Just 12 months ago, even the largest organisations lacked the infrastructure, tools and skills to turn large datasets into business insight. Today, though, the world has changed. A combination of low-cost, commodity hardware and great open-source software are lowering the Big Data bar for organisations of all types and sizes. Put simply, open-source solutions are allowing organisations to spin up hundreds of servers to support Big Data services in seconds, and pay only for the resources they use.

Here are just a few of the reasons why open-source software is the best foundation for Big Data:

1) Support for the latest Big Data tools

While proprietary operating systems (OSs) are upgraded every two to three years, some open-source OSs offer a much shorter release cycle and longer support periods. This means that all the latest Big Data tools are already supported - from the latest releases of Hadoop and Cassandra, to MongoDB and Couchbase; all the right tools that organisations need to get the most from their data.

2) Cloud compatibility

The best open-source operating systems offer native support for private and public clouds. As well as providing true portability of workloads between private and public clouds, these types of systems support real-time resource provisioning and scaling, with no requirement for per-machine licenses, which also means massive cost savings.

3) Rapid deployment for Big Data infrastructure

The infrastructure that supports Big Data operations must be flexible and easy to deploy. Therefore, it's important to have software that automates the process of installing instances on 'bare-metal' servers and allow computing resources to be dynamically re-purposed to handle different workloads based on changing business needs.

4) Service-oriented development

In the future, developers will think about services, not the underlying infrastructure needed to support them. There are tools available for provisioning services and their underlying infrastructure components. This allows DevOps to deploy Big Data services in a matter of minutes, provisioning and interconnecting all the required infrastructure and apps.
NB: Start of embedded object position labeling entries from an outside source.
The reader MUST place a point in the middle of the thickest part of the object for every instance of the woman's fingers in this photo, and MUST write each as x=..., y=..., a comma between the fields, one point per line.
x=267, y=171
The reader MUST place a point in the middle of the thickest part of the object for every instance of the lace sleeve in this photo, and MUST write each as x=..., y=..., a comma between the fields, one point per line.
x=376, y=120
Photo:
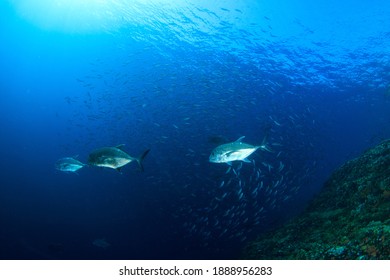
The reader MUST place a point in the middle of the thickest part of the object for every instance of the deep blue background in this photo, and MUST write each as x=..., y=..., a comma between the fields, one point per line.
x=313, y=76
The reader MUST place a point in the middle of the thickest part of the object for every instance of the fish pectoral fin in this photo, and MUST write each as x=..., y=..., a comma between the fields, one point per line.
x=232, y=153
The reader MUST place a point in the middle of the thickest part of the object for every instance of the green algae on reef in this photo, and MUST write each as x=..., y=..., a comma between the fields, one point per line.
x=349, y=219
5) No licensing restrictions

Unlike proprietary software, open-source OSs offer a cost-effective way of spinning up Big Data infrastructure, with no need for costly, per-machine licenses. Just make sure the OS you choose is completely free of licensing restrictions.

6) Out-of-the-box hardware support

There are license-free operating systems that are come already certified to run on low-cost, commoditised hardware in the datacentre. This is a key benefit for Big Data, which can require significant computing resources.

Open-source technology is helping organisations of all types and sizes convert massive datasets into meaningful business intelligence. While proprietary systems are expensive to deploy across large, distributed, Big Data environments, open-source software is far less expensive. What's more, it supports real-time scaling of Big Data environments, with no increase in licensing costs.

For these reasons, open-source software is leading the way for Big Data applications. These technologies support effective distribution of NoSQL databases, file systems and innovative Big Data applications such as Hadoop across tens or even hundreds of nodes. What's more, these kinds of systems support true compute and storage elasticity for Big Data platforms, ensuring organisations get the results they need faster.